Over-application has been rare among our users, but it does happen. Spring flushes after a winter’s heavy seaweed treatment occasionally push vegetative growth at the expense of flowers. We point customers to tissue testing, yield maps, and observational records to fine-tune schedules. Growers with long memories remember when seaweed extracts came as crude, stinky brews; they appreciate the difference real engineering delivers in flow rates and purity.
Synthetic fertilizers bring rapid, visible results, but seldom sustain soil health in the long run. Manure and compost build organic matter, but act slowly and inconsistently. Some powdered seaweed on the market comes from heated, chemically stripped sources—nutrient levels drop, and beneficial compounds degrade before ever reaching the root zone. Our cold-extraction, careful screening, and commitment to fresh harvests protect those fragile natural compounds. For the farmer—professional or backyard—the difference lies not only in how the rows look, but in the way soil feels underfoot a few years down the line.
We’ve learned to avoid the easy trap of chasing only immediate results. Anyone looking for a quick fix faces disappointment. Seaweed extract doesn’t cut corners; it encourages resilience, steady growth, and healthier ecosystems over time. Switching a field over to seaweed feeding requires patience and observation, but the results earn loyalty for reasons no single lab measurement can capture.
Today’s farming climate demands trust: traceable sourcing, clean product lines, and honest communication about what works, when, and how. We stay in contact with researchers testing new seaweed varieties for targeted hormone profiles. In parallel, we keep tabs on emerging regulatory frameworks—carbon labeling, organic certification for bulk blends, and regional waterway protection rules. This drives our constant push to refine extraction, blending, and packaging. Recently, doubts about packaging waste prompted us to trial bulk returnable totes for large irrigated farms; smaller customers now get fully biodegradable pouches for powder, cutting single-use plastic by nearly half.

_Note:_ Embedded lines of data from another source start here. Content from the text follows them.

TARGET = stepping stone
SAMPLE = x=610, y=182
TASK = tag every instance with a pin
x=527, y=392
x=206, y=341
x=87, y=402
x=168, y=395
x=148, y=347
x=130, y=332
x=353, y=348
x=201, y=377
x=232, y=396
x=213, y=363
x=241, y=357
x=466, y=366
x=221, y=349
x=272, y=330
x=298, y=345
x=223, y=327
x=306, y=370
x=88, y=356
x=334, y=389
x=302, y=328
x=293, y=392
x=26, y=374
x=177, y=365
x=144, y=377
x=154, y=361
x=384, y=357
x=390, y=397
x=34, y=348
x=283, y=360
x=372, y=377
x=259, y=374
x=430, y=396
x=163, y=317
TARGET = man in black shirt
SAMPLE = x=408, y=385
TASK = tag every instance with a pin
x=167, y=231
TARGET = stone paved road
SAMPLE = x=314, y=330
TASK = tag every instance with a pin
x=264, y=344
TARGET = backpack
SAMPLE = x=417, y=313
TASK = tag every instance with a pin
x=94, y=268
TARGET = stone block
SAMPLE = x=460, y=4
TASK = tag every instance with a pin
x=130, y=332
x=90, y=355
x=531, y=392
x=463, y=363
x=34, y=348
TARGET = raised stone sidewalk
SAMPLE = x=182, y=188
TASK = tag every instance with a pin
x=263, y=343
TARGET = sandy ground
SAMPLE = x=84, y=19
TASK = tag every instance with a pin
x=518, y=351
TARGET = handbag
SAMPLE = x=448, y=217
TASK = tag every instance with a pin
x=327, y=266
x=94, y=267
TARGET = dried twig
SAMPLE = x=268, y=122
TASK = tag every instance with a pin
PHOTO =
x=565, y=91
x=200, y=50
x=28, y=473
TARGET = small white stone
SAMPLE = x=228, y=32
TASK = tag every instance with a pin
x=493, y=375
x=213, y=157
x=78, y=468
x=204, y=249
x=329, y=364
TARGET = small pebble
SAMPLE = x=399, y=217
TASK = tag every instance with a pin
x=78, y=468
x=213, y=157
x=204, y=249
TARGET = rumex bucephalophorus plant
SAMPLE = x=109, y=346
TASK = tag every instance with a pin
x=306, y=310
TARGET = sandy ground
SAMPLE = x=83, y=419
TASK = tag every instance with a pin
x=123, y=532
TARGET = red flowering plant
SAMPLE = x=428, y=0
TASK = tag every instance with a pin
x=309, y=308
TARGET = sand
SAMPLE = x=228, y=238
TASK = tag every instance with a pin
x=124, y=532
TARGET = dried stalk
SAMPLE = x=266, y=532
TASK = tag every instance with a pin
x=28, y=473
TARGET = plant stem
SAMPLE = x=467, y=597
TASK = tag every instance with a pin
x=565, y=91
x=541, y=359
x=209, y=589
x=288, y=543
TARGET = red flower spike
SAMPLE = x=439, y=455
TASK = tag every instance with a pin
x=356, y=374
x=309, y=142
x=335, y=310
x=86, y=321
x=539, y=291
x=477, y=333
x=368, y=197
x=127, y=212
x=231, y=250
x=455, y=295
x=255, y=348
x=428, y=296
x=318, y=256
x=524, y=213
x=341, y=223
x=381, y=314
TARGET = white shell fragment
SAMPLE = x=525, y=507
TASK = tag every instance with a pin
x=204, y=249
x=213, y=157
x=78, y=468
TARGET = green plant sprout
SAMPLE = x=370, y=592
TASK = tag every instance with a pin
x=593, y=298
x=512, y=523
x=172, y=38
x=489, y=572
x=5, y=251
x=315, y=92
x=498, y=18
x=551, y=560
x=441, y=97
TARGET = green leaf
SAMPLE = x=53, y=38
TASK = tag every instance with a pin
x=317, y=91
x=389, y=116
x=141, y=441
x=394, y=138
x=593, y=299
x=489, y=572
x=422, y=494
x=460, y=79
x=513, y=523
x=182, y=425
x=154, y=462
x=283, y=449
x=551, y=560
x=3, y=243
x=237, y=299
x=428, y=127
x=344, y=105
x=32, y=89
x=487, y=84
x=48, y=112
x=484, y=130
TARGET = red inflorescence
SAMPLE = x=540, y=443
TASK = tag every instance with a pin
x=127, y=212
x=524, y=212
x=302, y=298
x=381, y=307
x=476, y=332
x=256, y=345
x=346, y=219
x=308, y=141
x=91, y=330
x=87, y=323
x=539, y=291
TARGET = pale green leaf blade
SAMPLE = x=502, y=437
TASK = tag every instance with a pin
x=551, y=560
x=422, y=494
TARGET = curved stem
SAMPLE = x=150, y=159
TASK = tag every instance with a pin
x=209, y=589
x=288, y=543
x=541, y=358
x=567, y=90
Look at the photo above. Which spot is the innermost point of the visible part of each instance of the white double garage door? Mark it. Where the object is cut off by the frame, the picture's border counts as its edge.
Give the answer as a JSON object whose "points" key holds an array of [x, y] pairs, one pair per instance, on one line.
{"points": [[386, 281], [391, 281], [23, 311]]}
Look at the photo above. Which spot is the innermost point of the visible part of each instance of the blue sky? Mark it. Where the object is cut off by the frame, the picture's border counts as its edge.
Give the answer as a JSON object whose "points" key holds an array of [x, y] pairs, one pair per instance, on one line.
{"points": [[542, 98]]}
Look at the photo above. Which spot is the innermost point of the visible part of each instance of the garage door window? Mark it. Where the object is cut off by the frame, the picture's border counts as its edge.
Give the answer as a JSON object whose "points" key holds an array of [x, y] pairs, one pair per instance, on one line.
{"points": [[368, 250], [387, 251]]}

Many competitors focus on slick branding and splashy data sheets. We know from hard experience that reliability, sincerity, and open dialogue keep farmers coming back. Every single shipment reflects that history of listening, observing, and collaborating in real-world conditions. There’s no short cut in building a genuine relationship between soil, grower, and input provider. We count ourselves lucky to work with a raw material as promising, dynamic, and naturally sustainable as seaweed, and owe much of our progress to those who trust us enough to challenge and question every step of our process.

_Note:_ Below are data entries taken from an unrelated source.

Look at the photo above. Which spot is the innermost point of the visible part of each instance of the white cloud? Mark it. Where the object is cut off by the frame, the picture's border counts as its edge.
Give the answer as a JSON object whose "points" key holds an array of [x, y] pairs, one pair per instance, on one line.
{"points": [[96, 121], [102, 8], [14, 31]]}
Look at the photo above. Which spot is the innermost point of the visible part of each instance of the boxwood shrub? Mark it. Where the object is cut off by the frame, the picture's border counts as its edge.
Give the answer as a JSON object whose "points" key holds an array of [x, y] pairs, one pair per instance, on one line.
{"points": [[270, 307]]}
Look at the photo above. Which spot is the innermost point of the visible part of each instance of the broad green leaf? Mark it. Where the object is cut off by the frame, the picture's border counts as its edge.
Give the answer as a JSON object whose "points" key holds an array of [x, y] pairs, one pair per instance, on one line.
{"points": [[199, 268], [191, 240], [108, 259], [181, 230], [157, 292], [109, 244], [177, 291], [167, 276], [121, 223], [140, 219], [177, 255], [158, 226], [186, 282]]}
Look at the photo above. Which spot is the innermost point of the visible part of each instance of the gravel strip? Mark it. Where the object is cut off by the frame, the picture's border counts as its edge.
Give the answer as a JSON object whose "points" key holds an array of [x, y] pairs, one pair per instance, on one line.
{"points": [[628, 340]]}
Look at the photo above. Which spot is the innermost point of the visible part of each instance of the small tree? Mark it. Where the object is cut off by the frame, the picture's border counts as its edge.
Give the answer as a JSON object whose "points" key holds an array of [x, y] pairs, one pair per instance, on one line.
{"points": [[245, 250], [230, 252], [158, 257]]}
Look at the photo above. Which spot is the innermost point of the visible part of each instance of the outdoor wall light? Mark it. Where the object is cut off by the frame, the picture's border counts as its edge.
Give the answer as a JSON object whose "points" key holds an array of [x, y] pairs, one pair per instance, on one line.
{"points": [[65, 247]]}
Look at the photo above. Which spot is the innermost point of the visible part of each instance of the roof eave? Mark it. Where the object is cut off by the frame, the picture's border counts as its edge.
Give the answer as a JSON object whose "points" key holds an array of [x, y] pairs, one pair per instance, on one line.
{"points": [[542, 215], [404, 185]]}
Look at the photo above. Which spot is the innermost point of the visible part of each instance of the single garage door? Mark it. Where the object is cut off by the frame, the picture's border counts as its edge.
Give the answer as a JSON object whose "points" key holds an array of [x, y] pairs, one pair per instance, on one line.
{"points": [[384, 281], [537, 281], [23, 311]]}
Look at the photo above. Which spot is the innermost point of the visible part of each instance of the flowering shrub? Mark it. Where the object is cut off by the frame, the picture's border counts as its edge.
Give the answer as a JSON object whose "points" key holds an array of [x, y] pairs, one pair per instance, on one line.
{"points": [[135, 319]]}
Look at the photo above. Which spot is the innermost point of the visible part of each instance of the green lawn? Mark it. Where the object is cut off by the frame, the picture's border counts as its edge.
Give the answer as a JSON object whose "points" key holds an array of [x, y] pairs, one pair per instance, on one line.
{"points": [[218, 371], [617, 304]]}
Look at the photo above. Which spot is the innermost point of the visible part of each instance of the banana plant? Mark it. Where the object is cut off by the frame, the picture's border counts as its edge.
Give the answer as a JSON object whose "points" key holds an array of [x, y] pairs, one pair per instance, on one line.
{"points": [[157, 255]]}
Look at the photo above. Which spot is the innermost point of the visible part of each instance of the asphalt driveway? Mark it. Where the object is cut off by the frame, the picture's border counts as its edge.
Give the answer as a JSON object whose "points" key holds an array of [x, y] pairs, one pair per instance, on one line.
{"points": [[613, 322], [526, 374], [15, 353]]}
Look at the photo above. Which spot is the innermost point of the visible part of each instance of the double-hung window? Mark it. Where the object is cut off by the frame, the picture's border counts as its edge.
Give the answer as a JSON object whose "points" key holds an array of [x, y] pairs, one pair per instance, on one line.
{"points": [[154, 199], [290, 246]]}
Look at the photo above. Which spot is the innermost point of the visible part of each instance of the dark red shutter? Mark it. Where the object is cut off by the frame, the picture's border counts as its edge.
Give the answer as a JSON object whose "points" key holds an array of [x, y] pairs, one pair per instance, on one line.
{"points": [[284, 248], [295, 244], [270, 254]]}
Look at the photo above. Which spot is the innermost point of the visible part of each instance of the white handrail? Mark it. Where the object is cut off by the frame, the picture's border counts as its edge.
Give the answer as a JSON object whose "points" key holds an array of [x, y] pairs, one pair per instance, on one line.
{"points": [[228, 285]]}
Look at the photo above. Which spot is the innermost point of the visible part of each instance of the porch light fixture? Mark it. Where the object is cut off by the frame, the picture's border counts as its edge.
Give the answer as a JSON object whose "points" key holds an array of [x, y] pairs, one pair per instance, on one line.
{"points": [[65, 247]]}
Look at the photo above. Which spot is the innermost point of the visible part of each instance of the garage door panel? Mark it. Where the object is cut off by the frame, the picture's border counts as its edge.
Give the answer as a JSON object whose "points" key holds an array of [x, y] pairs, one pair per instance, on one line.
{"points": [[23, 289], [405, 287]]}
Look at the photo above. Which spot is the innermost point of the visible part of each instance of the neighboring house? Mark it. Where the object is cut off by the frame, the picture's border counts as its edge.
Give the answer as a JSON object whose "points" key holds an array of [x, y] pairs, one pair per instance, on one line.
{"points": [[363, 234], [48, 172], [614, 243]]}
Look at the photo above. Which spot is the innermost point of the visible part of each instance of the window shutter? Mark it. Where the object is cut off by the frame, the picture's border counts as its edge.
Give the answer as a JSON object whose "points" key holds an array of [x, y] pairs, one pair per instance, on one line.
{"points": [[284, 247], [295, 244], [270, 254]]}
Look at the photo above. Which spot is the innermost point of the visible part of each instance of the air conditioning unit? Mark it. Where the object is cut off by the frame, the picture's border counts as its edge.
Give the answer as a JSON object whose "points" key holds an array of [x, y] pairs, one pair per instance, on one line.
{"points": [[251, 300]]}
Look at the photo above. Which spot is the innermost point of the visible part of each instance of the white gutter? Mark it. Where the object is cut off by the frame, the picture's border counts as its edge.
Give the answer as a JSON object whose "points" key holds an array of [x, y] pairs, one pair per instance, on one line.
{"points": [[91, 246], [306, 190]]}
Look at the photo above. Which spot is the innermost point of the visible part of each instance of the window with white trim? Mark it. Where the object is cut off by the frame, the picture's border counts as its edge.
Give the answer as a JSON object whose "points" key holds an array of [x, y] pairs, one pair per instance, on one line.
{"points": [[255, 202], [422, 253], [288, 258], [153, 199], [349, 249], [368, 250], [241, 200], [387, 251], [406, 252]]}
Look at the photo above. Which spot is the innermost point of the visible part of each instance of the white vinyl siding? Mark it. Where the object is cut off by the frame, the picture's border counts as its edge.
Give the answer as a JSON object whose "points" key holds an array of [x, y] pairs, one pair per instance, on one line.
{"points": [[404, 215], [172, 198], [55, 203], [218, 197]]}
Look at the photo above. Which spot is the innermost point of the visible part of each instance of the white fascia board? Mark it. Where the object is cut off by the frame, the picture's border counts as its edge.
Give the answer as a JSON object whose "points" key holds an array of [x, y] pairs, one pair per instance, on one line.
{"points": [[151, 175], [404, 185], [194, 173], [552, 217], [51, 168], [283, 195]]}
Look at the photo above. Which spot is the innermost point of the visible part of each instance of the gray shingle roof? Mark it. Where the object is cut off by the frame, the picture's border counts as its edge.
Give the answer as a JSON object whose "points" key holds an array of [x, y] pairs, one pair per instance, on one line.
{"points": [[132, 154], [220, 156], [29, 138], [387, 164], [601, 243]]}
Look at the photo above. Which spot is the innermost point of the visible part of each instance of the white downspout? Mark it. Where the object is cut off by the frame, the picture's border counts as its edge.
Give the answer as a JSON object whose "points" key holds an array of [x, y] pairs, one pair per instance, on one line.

From our vantage point, seaweed extract fertilizer marks a real-world intersection of science, tradition, and practical results. The details matter: the right plant source, the right extraction, the right dose, and the right timing, all matched to a specific season or crop. Decades in the manufacturing business have taught us that shortcuts unravel returns, but persistence and partnership return dividends that spread well beyond the farm gate.